Meine Einwände, dies seien veraltete Ansichten (meine Kollegin steht kurz vor der Pensionierung), brachten sie nur noch mehr in Rage. Ich bin aber sehr sicher, in Veröffentlichungen zu modernem Briefstil gelesen zu haben, dass ein "Ich" als Briefanfang heute erlaubt ist. Habe ich damit Recht?
Die Redaktion des meint dazu: Ja, das haben Sie. Aber gehen Sie nicht zu hart mit Ihrer Kollegin ins Gericht. Der Ich-Anfang in einem Brief war früher wirklich so etwas wie eine "Briefstil-Todsünde". Und: Der Stimmungswandel ist auch noch recht jung.Vielleicht helfen Ihnen die folgenden Erklärungen, Ihre Kollegin doch umzustimmen: Der Beginn eines Briefes mit „"ch" gilt nicht mehr wie früher als egozentrisch oder angeberisch. Für moderne (Geschäfts-)Korrespondenz wird empfohlen: Schreiben Sie, wie Sie sprechen – ungekünstelt, nicht geschraubt.

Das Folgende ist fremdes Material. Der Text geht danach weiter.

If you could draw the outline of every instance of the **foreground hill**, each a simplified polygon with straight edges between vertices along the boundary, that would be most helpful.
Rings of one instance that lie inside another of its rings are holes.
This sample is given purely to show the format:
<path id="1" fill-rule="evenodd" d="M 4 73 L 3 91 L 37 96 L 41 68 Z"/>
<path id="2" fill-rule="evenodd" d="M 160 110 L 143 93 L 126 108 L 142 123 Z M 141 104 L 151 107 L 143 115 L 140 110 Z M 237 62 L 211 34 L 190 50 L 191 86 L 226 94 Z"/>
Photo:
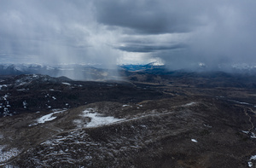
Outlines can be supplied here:
<path id="1" fill-rule="evenodd" d="M 255 167 L 253 76 L 123 75 L 128 82 L 2 81 L 0 165 Z"/>

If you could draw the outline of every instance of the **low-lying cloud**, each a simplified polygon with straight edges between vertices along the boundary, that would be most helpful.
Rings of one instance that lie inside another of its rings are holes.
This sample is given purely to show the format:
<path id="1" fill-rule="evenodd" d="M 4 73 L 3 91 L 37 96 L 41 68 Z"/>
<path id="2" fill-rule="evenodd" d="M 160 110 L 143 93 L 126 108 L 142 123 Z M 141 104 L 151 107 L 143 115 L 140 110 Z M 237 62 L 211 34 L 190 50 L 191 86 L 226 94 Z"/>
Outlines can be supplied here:
<path id="1" fill-rule="evenodd" d="M 217 0 L 0 2 L 2 62 L 160 58 L 170 68 L 256 62 L 256 3 Z M 132 63 L 132 62 L 129 62 Z"/>

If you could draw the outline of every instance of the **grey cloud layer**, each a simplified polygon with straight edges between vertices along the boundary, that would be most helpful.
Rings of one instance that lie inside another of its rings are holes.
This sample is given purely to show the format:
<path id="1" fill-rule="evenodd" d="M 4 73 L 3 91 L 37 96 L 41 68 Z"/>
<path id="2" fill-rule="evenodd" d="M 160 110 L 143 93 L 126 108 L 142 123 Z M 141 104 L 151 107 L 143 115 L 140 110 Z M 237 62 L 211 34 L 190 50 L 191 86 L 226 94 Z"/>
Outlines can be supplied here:
<path id="1" fill-rule="evenodd" d="M 1 61 L 114 63 L 144 53 L 177 67 L 256 62 L 253 0 L 3 0 L 0 9 Z"/>

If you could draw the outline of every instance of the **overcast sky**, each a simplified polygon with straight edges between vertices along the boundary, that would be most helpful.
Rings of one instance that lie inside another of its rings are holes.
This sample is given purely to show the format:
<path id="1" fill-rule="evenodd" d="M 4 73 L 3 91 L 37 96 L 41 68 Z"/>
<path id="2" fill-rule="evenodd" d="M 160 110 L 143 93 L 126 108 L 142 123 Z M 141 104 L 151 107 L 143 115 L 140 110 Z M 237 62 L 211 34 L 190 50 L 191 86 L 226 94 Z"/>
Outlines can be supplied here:
<path id="1" fill-rule="evenodd" d="M 3 63 L 256 63 L 255 0 L 0 0 Z"/>

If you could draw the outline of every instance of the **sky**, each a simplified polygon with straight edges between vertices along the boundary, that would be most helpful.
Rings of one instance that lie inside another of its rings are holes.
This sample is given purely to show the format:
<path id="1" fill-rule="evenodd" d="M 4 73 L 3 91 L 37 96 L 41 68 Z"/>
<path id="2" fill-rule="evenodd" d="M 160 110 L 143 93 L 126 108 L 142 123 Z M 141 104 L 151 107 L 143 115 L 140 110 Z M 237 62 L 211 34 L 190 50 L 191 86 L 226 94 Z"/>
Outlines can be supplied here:
<path id="1" fill-rule="evenodd" d="M 256 63 L 254 0 L 0 0 L 0 62 Z"/>

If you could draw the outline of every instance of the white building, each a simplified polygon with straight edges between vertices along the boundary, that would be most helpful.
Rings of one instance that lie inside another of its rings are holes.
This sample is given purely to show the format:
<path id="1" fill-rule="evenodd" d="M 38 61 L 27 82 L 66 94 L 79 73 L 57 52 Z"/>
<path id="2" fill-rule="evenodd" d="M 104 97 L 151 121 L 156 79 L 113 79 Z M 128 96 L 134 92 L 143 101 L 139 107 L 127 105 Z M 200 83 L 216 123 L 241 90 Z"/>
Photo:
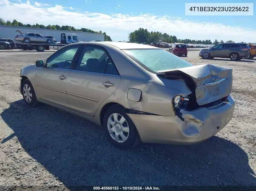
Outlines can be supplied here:
<path id="1" fill-rule="evenodd" d="M 53 37 L 53 38 L 58 42 L 61 40 L 61 33 L 63 32 L 66 33 L 75 34 L 78 36 L 78 38 L 80 41 L 83 42 L 89 42 L 93 40 L 104 41 L 105 39 L 104 34 L 87 32 L 54 30 L 38 28 L 3 25 L 0 25 L 0 38 L 10 38 L 15 40 L 16 35 L 20 35 L 18 32 L 15 32 L 17 29 L 19 30 L 23 34 L 27 33 L 38 33 L 43 36 L 52 36 Z M 18 42 L 17 41 L 15 42 L 15 43 Z"/>

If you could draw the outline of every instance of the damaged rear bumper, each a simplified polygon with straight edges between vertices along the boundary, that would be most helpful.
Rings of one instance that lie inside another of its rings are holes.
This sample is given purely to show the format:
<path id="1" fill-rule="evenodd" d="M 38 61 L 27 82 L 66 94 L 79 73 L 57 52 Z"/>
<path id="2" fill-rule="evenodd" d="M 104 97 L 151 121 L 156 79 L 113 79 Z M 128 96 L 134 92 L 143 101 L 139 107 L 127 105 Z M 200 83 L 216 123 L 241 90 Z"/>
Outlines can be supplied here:
<path id="1" fill-rule="evenodd" d="M 220 131 L 233 117 L 235 102 L 231 95 L 226 101 L 209 108 L 182 111 L 177 116 L 128 114 L 145 143 L 189 145 L 203 141 Z"/>

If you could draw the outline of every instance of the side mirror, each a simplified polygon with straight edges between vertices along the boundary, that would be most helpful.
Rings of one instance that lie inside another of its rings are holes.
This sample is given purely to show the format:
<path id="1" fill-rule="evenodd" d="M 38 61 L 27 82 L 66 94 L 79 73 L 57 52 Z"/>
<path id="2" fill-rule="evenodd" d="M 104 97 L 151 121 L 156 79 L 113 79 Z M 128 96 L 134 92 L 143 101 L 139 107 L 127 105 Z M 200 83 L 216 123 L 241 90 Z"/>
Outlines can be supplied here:
<path id="1" fill-rule="evenodd" d="M 44 62 L 42 60 L 37 60 L 35 62 L 35 65 L 37 67 L 43 67 Z"/>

Vermutlich wird es Ihre Kollegin freuen zu hören, dass moderner Briefstil – besonders bei der Geschäftskorrespondenz – aber nun nicht bedeutet, den Ich-Anfang als das neue Nonplusultra zu forcieren. Besonders in Schreiben an Fremde oder bei Briefen an sehr distanzierte Personen ist ein Einstieg mit "Sie" die bessere Wahl.
Ich-Anfänge sind dann angebracht, wenn ein anderer Satzbau gekünstelt und eine spontane Gefühlsäußerung authentischer wirken würden. Beispiel: "Liebe Frau Schulz, ich freue mich sehr für Sie, dass Ihr Wunsch in Erfüllung gegangen ist!"